I didn't interpret what you said as suggesting that I hate Jerry Falwell. It is true that am not grieving his death; I do think that he did and said a lot of terrible things, but making note of that fact doesn't make one hateful. I think it is appropriate to call attention to what he has done--and many bloggers in the past day have done just that. I don't intend to dwell on the subject or write a posting that catalogs all the things he has done. I would rather try to stay focused on more positive things as much as I can. I do write about fundamentalism from time to time because I know it well and feel that it should be tackled head on.

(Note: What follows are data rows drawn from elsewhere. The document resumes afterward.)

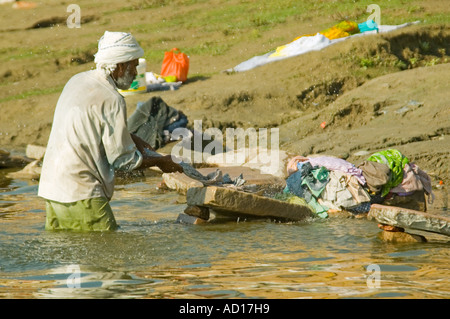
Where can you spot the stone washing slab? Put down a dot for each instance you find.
(232, 203)
(408, 218)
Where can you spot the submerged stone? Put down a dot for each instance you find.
(234, 203)
(408, 218)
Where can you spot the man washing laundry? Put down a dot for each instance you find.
(89, 140)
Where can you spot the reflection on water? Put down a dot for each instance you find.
(152, 256)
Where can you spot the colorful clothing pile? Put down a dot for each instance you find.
(328, 183)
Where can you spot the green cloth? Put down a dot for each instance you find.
(396, 162)
(93, 214)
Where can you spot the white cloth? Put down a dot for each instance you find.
(117, 47)
(304, 45)
(88, 141)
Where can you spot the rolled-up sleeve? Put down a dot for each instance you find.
(119, 147)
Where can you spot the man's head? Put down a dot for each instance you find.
(124, 74)
(118, 55)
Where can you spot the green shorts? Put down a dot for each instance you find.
(93, 214)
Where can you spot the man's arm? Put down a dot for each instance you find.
(165, 163)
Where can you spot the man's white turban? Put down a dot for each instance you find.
(117, 47)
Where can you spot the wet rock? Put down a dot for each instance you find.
(415, 201)
(407, 218)
(254, 179)
(197, 211)
(7, 161)
(31, 171)
(187, 219)
(233, 203)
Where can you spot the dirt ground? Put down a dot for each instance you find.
(372, 93)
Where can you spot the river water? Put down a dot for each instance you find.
(153, 256)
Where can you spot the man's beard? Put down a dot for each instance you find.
(125, 81)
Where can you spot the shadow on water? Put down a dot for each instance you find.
(152, 256)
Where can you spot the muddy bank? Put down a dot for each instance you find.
(369, 93)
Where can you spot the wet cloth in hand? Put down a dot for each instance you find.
(150, 120)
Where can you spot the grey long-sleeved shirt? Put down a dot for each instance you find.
(88, 141)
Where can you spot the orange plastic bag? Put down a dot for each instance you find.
(175, 63)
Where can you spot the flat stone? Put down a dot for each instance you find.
(401, 237)
(234, 203)
(14, 161)
(187, 219)
(408, 218)
(197, 211)
(415, 201)
(181, 183)
(31, 171)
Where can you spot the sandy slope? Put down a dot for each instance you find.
(365, 108)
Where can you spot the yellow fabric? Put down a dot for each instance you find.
(340, 30)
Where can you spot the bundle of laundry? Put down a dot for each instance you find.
(154, 121)
(390, 172)
(328, 183)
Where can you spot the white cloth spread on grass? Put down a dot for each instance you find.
(88, 141)
(306, 44)
(117, 47)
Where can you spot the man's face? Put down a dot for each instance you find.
(126, 72)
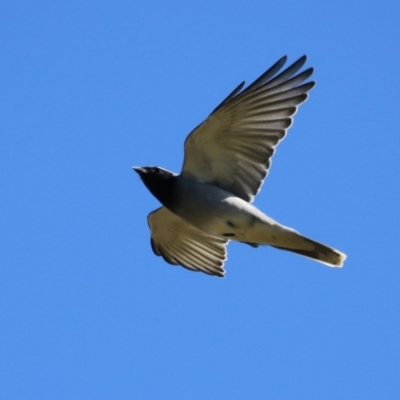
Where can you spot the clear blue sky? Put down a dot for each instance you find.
(87, 311)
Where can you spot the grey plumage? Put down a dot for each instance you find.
(226, 160)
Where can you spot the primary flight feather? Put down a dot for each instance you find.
(227, 157)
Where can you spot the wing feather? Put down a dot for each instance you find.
(233, 147)
(180, 243)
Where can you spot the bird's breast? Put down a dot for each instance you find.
(213, 209)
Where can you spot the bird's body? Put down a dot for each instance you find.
(226, 159)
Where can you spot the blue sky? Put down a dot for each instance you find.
(87, 311)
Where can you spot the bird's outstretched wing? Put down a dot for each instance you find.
(180, 243)
(233, 147)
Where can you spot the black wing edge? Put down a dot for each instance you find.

One reason I focused a lot on the rapture rather than Falwell's hateful comments on gays or his accusation that feminists and gays caused 9/11 or whatever, is that I was trying to explore one specific element of his theology (the end of the world) and the political mindset that it involves. I think that building a better world is very important to my own faith, and one way to do that is (for me) to contrast this vision with the idea that fundamentalists have that human depravity is leading us inevitably towards its destruction, an idea that I found hard to reconcile with Falwell's own political activism that tried to create a "moral" (as he saw it) nation.

Heather said...

Mystical,

**I think it is appropriate to call attention to what he has done--and many bloggers in the past day have done just that.**

I agree with this as well, and not just in Mr. Falwell's case, but in general. Death shouldn't be used as an excuse to 'gloss' over certain characteristics of a person, but rather a time to analyze and understand the legacy left behind -- both good and bad. Many who knew him personally said that he was funny, charming, kind and such. Those are their impressions, and I know they are sincere in what they say. But those personal impressions weren't carried over to the public arena, and many of us only have his public behavior to go on. And many of us are angry at the public legacy he's leaving behind. But that doesn't mean we hate him (although some do).

Livingsword said...

I am not a fundamentalist, nor am I of the religious right or left. I am a follower of Jesus. I am wondering if perhaps (and I mean this in a caring sensitive manner) your reaction is not one of anger as much retaliation from hurt. You have been hurt by Falwell and those like him so you have that urge that is within all of us (including me) to retaliate. Maybe there is something to this whole “depravity” thing after all. I know that this lurks within me, and the only thing that restrains me is the love and grace of God (note I am not saying church, religion, rules, fear of Satan, etc.). I have allowed Him to interact with my nature in a personal way. That is the only time I am at my “best”. That is the only thing that helps me “turn the other cheek” and “love my enemies”, the only other option is survival of the fittest, and there is always somebody else more “fit”.

I find your comment about liberation exhilarating! My case is exactly the opposite of yours. I didn’t grow up in the church; I did the whole booze, drugs, party, orgy, wild life, etc scene and know what it is all about. In my personal experience none of that compares to what I have with Jesus!

Ruth said...

Livingsword

I'm truly glad that you have found a pleasing alternative to booze, drugs, party, orgy, wild life, etc in Jesus.

I wonder whether you'd agree with me, though, when I assert that Christianity is about so much more than being happy through Jesus. In fact, in my opinion, that barely even comes to it - and can sound most off-putting and smug.

For me, being a Christian means living, insofar as we possbly can, as Jesus did. And that means challenging the status quo where it leads to hatred and oppression. Christianity at its strongest in William Wilberforce fighting, year in year out for 18 years, against slavery. It is Desmond Tutu struggling throughout much of his lifetime to remove appartheid.

It should be Christians around the world speaking up for the poor, the marginalized, and the discriminated against. It's more than turning the other cheek - it's speaking and acting against big business and the social divisions of the world. It's shouting out against those nations that still condemn homosexuals to death.